Former Nissan boss Carlos Ghosn has confirmed he is in Lebanon saying he refused to be “held hostage” by a “rigged” Japanese justice system, raising questions about how one of the world’s most-recognised executives exited Japan months before his trial.
Ghosn’s abrupt departure marks the latest dramatic twist in a year-old saga that has shaken the global auto industry, jeopardised the alliance of Nissan Motor Co Ltd and its top shareholder Renault SA and cast a harsh light on the fairness of Japan’s judicial system.
“I am now in Lebanon and will no longer be held hostage by a rigged Japanese justice system where guilt is presumed, discrimination is rampant, and basic human rights are denied,” Ghosn, 65, said in a brief statement on Tuesday.

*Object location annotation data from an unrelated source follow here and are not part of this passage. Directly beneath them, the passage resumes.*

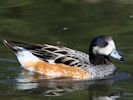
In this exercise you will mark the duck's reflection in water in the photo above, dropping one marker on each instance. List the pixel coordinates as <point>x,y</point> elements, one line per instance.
<point>97,90</point>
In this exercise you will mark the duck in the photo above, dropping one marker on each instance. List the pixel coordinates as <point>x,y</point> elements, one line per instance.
<point>62,62</point>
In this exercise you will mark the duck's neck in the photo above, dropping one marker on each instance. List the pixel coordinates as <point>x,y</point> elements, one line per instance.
<point>98,59</point>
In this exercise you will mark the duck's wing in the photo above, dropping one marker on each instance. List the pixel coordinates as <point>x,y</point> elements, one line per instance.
<point>57,54</point>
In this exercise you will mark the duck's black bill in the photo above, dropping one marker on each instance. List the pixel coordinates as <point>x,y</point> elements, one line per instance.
<point>9,45</point>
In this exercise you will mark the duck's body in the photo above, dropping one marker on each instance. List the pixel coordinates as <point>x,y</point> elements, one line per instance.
<point>55,61</point>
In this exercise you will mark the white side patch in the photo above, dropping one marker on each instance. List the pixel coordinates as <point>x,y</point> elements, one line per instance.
<point>24,56</point>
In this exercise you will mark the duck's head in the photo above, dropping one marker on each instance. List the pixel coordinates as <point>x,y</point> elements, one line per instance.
<point>101,48</point>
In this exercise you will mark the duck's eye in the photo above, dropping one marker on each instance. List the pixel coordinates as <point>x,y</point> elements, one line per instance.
<point>104,44</point>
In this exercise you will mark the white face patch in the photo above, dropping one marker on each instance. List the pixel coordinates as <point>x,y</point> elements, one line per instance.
<point>105,50</point>
<point>24,56</point>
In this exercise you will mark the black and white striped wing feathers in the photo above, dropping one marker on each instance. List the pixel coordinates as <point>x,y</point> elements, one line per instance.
<point>54,54</point>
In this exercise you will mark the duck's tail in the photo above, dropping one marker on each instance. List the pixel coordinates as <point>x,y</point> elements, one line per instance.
<point>10,44</point>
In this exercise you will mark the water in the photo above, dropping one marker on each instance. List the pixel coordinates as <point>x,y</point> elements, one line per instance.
<point>70,23</point>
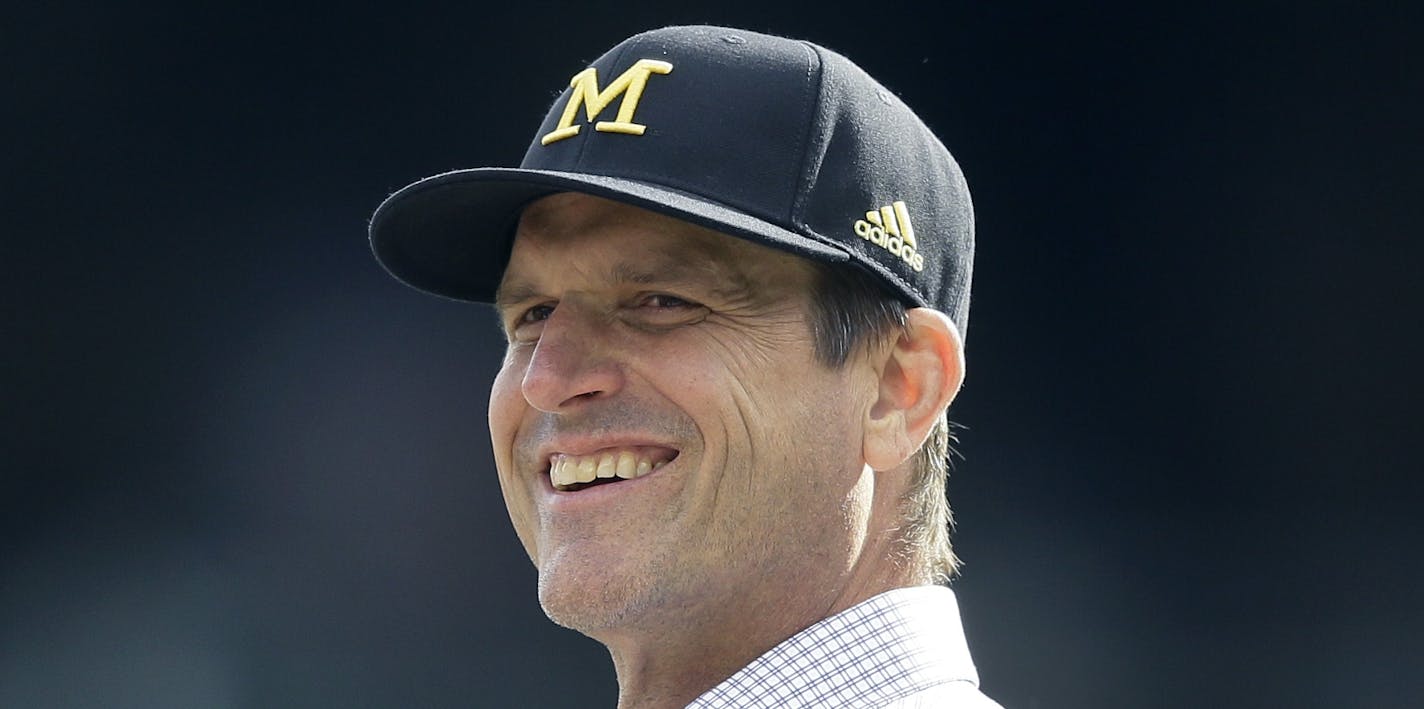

“I have not fled justice – I have escaped injustice and political persecution. I can now finally communicate freely with the media, and look forward to starting next week.”
Neither Ghosn’s lawyer nor a spokesman for the Tokyo prosecutors office had an immediate comment when contacted by Reuters earlier about Ghosn’s whereabouts. A Nissan spokesman declined to comment. A spokeswoman for the Lebanese embassy in Tokyo said: “We did not receive any information.”
It was unclear how Ghosn, who holds French, Brazilian and Lebanese citizenship, would have been able to leave Japan. Lebanon does not have an extradition treaty with Japan, according to Japan’s justice ministry, making it unlikely that he could be forced to return to Tokyo to face trial.
A person resembling Ghosn entered Beirut international airport under a different name after flying in on a private jet, Japanese public broadcaster NHK reported, citing an unidentified Lebanese security official.